Rowett Institute, University of Aberdeen, Ashgrove Rd. W, Aberdeen, AB25 2ZD, UK.
The James Hutton Institute, Craigiebuckler, Aberdeen, AB15 8QH, UK.
BMC Public Health. 2022 Dec 20;22(1):2390. doi: 10.1186/s12889-022-14729-x.
Diet norms are the shared social behaviours and beliefs about diets. In many societies, including the UK, these norms are typically linked to unhealthy diets and impede efforts to improve food choices. Social interactions that could influence one another's food choices, were highly disrupted during the lockdowns in response to the COVID-19 pandemic. A return to workplaces and re-establishment of eating networks may present an opportunity to influence dietary norms by introducing minimum dietary standards to in workplaces, which could then spread through wider home and workplace networks.
An agent-based model was constructed to simulate a society reflecting the structure of a city population (1000 households) to explore changes in personal and social diet-related norms. The model tracked individual meal choices as agents interact in home, work or school settings and recorded changes in diet quality (range 1 to 100). Scenarios were run to compare individuals' diet quality with the introduction of minimum dietary standards with degrees of working from home.
The more people mixed at work the greater the impact of minimum standards on improving diet norms. Socially isolated households remained unaffected by minimum standards, whereas household members exposed directly, in workplaces or schools, or indirectly, influenced by others in the household, had a large and linear increase in diet quality in relation to minimum standards (0.48 [95% CI 0.34, 0.62] per unit increase in minimum standards). Since individuals regressed to the new population mean, a small proportion of diets decreased toward lower population norms.
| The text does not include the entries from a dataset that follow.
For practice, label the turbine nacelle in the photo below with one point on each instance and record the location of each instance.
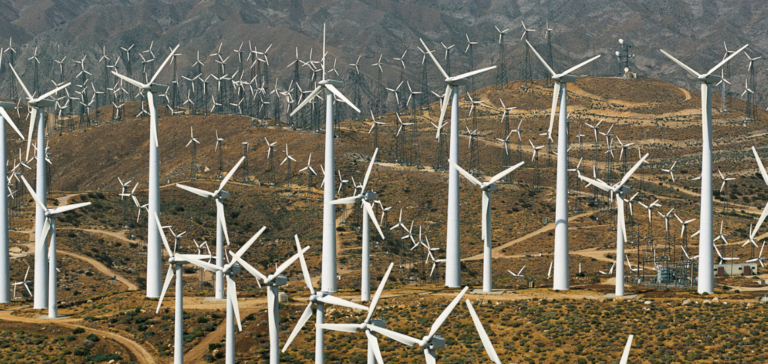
(331, 82)
(564, 78)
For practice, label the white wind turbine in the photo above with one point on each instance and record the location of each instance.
(154, 258)
(765, 179)
(487, 344)
(273, 282)
(233, 311)
(487, 188)
(49, 225)
(429, 343)
(366, 198)
(329, 279)
(671, 170)
(5, 264)
(625, 353)
(759, 258)
(560, 280)
(621, 233)
(684, 224)
(22, 283)
(175, 261)
(518, 274)
(318, 298)
(221, 224)
(37, 104)
(374, 353)
(453, 246)
(706, 279)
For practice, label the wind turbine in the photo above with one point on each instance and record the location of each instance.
(706, 279)
(560, 280)
(487, 344)
(366, 198)
(221, 224)
(50, 225)
(518, 274)
(37, 104)
(453, 246)
(621, 232)
(373, 343)
(317, 298)
(329, 278)
(233, 311)
(5, 265)
(765, 179)
(273, 282)
(175, 261)
(430, 342)
(22, 283)
(154, 256)
(487, 188)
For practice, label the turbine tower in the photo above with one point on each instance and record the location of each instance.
(37, 104)
(706, 280)
(620, 190)
(487, 188)
(154, 255)
(329, 211)
(560, 280)
(453, 248)
(5, 265)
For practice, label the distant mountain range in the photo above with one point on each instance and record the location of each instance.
(693, 30)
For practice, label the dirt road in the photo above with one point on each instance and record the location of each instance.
(497, 251)
(137, 351)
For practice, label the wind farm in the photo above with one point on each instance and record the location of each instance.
(308, 194)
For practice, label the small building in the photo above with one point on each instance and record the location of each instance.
(735, 269)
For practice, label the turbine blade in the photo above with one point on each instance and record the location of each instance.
(443, 316)
(196, 191)
(483, 335)
(162, 235)
(307, 99)
(466, 174)
(370, 167)
(373, 343)
(168, 279)
(681, 64)
(331, 300)
(299, 325)
(377, 295)
(231, 173)
(232, 297)
(157, 73)
(540, 58)
(507, 171)
(627, 347)
(582, 64)
(304, 268)
(341, 96)
(401, 338)
(472, 73)
(440, 68)
(222, 219)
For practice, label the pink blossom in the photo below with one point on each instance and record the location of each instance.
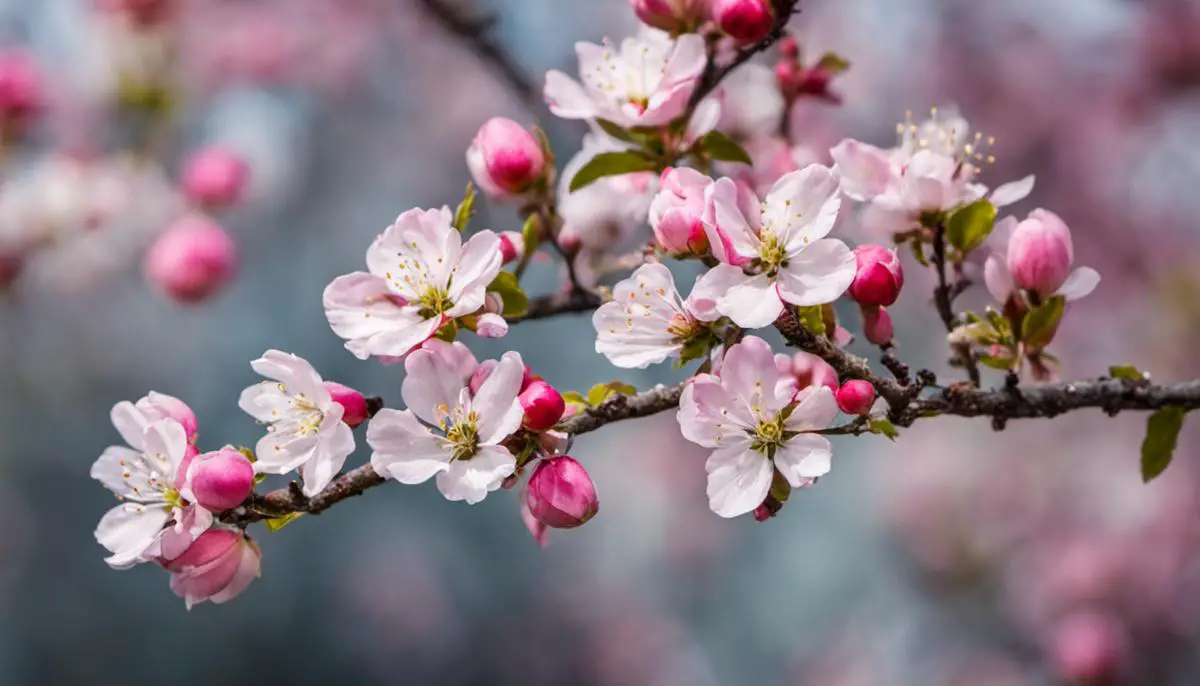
(643, 82)
(742, 415)
(192, 259)
(421, 276)
(775, 252)
(217, 567)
The degree of return to work influenced the rate and magnitude of change cross the population (-2.4 points [-2.40, -2.34] in mean diet quality per 20% of workers isolating).
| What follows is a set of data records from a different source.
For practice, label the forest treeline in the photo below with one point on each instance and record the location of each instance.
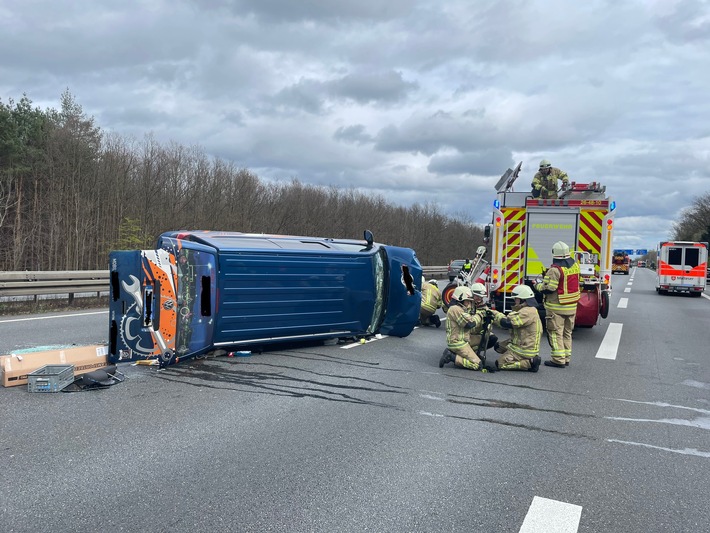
(69, 194)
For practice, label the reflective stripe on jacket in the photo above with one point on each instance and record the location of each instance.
(561, 289)
(527, 330)
(457, 318)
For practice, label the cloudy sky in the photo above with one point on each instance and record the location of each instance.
(415, 100)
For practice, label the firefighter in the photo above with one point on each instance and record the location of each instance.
(521, 351)
(431, 301)
(460, 320)
(560, 289)
(544, 183)
(478, 290)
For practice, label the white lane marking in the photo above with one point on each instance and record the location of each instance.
(610, 343)
(551, 516)
(53, 316)
(377, 337)
(684, 451)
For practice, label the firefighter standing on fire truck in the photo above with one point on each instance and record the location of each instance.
(544, 183)
(560, 287)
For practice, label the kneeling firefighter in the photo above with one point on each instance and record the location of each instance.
(521, 351)
(462, 319)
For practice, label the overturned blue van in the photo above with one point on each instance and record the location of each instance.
(201, 291)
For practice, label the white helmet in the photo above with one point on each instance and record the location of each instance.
(523, 292)
(462, 293)
(479, 289)
(560, 250)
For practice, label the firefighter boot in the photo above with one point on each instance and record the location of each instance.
(447, 357)
(554, 365)
(534, 364)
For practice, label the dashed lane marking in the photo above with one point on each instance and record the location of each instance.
(610, 344)
(551, 516)
(53, 316)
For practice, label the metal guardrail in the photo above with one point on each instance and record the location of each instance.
(36, 283)
(71, 282)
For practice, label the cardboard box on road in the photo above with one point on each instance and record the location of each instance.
(14, 367)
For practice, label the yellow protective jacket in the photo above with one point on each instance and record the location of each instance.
(527, 330)
(431, 297)
(561, 288)
(547, 185)
(459, 324)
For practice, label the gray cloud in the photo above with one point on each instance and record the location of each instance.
(417, 100)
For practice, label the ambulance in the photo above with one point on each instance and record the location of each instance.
(524, 229)
(682, 267)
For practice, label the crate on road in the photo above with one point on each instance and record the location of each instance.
(50, 378)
These model results illustrate the qualitative impact social connectivity could have on changing diets through interventions. Norms can be changed more in a more connected population, and social interactions spread norms between contexts and amplified the influence of, for example, workplace minimum standards beyond those directly exposed. However, implementation of minimum standards in a single type of setting would not reach the whole population and in some cases may decrease diet quality. Any non-zero standard could yield improvements beyond the immediate adult workforce and this could spill between social contexts, but would be contingent on population connectivity.
饮食规范是关于饮食的共同社会行为和信念。在许多社会中,包括英国,这些规范通常与不健康的饮食有关,并阻碍了改善食物选择的努力。在应对 COVID-19 大流行而实施封锁期间,那些可能会影响彼此食物选择的社交互动受到了极大的干扰。随着重返工作场所和重新建立饮食网络,通过在工作场所引入最低饮食标准来影响饮食规范可能会提供一个机会,然后通过更广泛的家庭和工作场所网络传播这些规范。
构建了一个基于代理的模型来模拟反映城市人口结构(1000 户家庭)的社会,以探索个人和社会与饮食相关规范的变化。该模型跟踪个人的用餐选择,因为代理在家庭、工作或学校环境中相互作用,并记录饮食质量的变化(范围为 1 到 100)。通过运行情景来比较个人的饮食质量与引入最低饮食标准以及居家办公程度的关系。
更多的人在工作中混合,最低标准对改善饮食规范的影响就越大。社会孤立的家庭不受最低标准的影响,而直接在工作场所或学校接触或间接受家庭其他成员影响的家庭,其饮食质量与最低标准呈线性增加(最低标准每增加一个单位,饮食质量增加 0.48[95%CI 0.34,0.62])。由于个人回归到新的人口平均值,少数饮食会朝着较低的人口规范下降。返回工作的程度影响了人口的变化率和幅度(每 20%的工人隔离,平均饮食质量下降 2.4 点[-2.40,-2.34])。
这些模型结果说明了社会联系可以通过干预来改变饮食的定性影响。在联系更紧密的人群中,规范可以更容易地改变,并且社会互动在不同的环境中传播规范,并放大了例如工作场所最低标准的影响,超出了直接暴露的范围。然而,在单一类型的环境中实施最低标准不会覆盖整个人口,在某些情况下可能会降低饮食质量。任何非零标准都可以在直接影响成年劳动力之外带来改善,并且这种改善可能会在社会环境之间溢出,但这取决于人口的联系。